Integration of GWAS SNPs and tissue specific expression profiling reveal discrete eQTLs for human traits in blood and brain

Abstract

Genome-wide association studies have nominated many genetic variants for common human traits, including diseases, but in many cases the underlying biological reason for a trait association is unknown. Subsets of genetic polymorphisms show a statistical association with transcript expression levels, and have therefore been nominated as expression quantitative trait loci (eQTL). However, many tissue and cell types have specific gene expression patterns and so it is not clear how frequently eQTLs found in one tissue type will be replicated in others.

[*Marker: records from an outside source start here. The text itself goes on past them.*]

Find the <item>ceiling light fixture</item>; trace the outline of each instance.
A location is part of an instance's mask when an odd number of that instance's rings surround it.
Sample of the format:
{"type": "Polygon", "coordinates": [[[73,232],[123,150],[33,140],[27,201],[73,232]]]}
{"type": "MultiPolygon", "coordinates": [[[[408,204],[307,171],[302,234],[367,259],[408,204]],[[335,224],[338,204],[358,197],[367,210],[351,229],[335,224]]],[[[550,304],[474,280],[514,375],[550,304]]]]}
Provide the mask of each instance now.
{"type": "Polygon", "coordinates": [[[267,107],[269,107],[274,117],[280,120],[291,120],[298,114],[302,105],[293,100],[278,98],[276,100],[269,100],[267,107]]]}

In the present study we used two appropriately powered sample series to examine the genetic control of gene expression in blood and brain. We find that while many eQTLs associated with human traits are shared between these two tissues, there are also examples where blood and brain differ, either by restricted gene expression patterns in one tissue or because of differences in how genetic variants are associated with transcript levels. These observations suggest that design of eQTL mapping experiments should consider tissue of interest for the disease or other traits studied.

Fig. 1

Power to detect eQTLs in brain and blood. Post-hoc power calculations were performed for sample sizes that we achieved after quality control in brain (A; 399 samples) or in blood (B; 501 samples). We estimated power (y axis) at a range of minor allele frequencies (x axis) for each sample series. Each colored line represents a different normalized effect size (Z) varying from 0.1 to 2.0 standard deviations of difference for each minor allele in an additive model. The steeper power curves for the blood series (B) indicate improved power over brain (A) to detect the same effect size, given the lower number of samples in the former series.

Fig. 2

Comparative gene expression in blood and in brain. (A–C) Normalized gene expression values for each probe on the microarrays were converted to mean values across the population and ranked such that 1.0 is the highest expressed gene. Where genes were detected in < 95% of samples in the population, we set the percentile to 0. We plotted these to compare expression in blood versus frontal cortex (A) or cerebellum (B), or to compare frontal cortex and cerebellum (C). Each probe is color coded by the difference in rank between the pairs of tissue. (D–F) Similar plot but for percentile rank of the variance in expression across the population of samples for blood versus frontal cortex (D) or cerebellum (E), or frontal cortex and cerebellum (F).

Fig. 3

Similar and distinct SNP:probe associations in brain and blood. Each point shows comparisons of − log[10] of FDR corrected p values for identical SNP and probe combinations across all 3 tissues investigated, comparing blood with frontal cortex (A) or cerebellum (B) and frontal cortex to cerebellum (C). Size of points is scaled to the combined FDR corrected p values after − log[10] transformation. Points are colored by the associated phenotypes, where brain traits are shown in orange, blood traits in green and others in blue.

Fig. 4

Blood and brain specific eQTLs in probes that are detected in all tissues. (A) Similar locus plot for ILMN_167893, which maps to ADCY3 and reveals a highly significant signal in the brain samples but no significant p values in blood, despite adequate detection of the probe in all tissues. (B) Plot of SNPs along the Chr17 region that includes the GSDML and ORMDL3 genes showing − log[10]P values for association of each SNP with expression of Illumina probe ILMN_1666206, which maps to the GSDML gene. Despite having significant detection in all three tissues, there was a strong signal for blood (red) but not in either of cerebellum (blue) or frontal cortex (green).

Fig. 5

eQTLs in probes detected only in brain or blood. (A) SNPs along the region of Chr5 that contains the LRAP gene showing − log[10]P values for association of each SNP with expression of Illumina probe ILMN_1743143. (B) Plot of SNPs along the Chr17 region that includes the MAPT gene for ILMN_ 1710903 in frontal cortex (upper panel) or cerebellum (lower panel). For each tissue, we repeated the original eQTL analysis (green) but made the analysis conditional on a proxy SNP for the H1/H2 inversion haplotype (orange). The decrease in P values after conditioning on a proxy SNP suggests that most of the signal arises from the H1/H2 haplotype.